Longtime friend Kim Stafford, a former Oregon poet, said that Lopez’s books “are milestones that define a region, a time, a cause. It also exemplifies a life of devotion to the craft and learning, to be humble in the face of wisdom of all kinds. “

Author of almost 20 books on natural history studies, along with collections of essays and short stories, Lopez was awarded the National Book Award in 1986 for Arctic Dreams: Imagination and Desire in a Northern Landscape.
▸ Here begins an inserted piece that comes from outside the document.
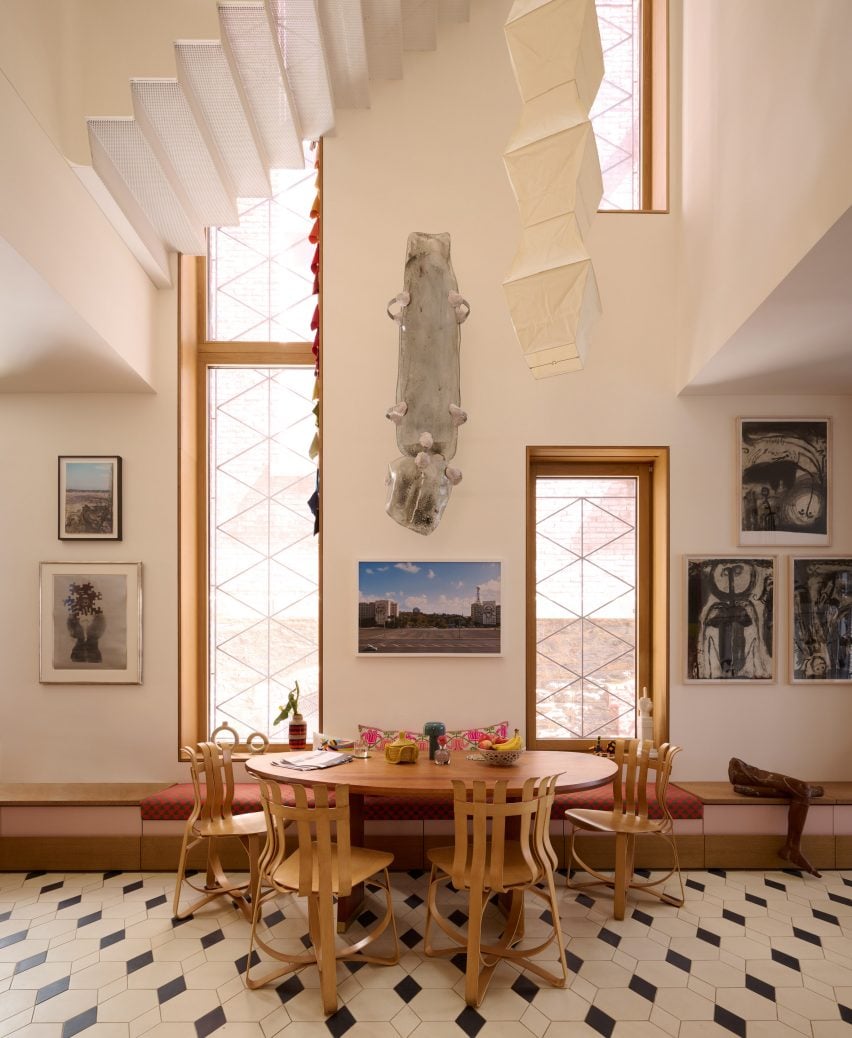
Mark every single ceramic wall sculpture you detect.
[385,231,470,534]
It was the result of almost five years traveling through the Arctic.

His final work was Horizon, an autobiography that recalls a lifetime of travel in more than 70 countries.

Born in 1945 in Port Chester, New York, Lopez grew up in the San Fernando Valley in California and, after his mother remarried, in New York City. At Horizon, he wrote that in those formative years, he developed “a desire simply to leave. To find out what the horizon has isolated. “

His last years were spent with his wife, Debra Gwartney, in a wooded area along the McKenzie River, east of Eugene. After years of writing about the natural world and the effect of humans on climate change, he deplored the loss of hectares of wood, not to mention personal papers, in the September fire at Holiday Farm.

In a statement on Saturday, his family encouraged financial support for the McKenzie River Trust, with which Lopez had worked on conservation efforts.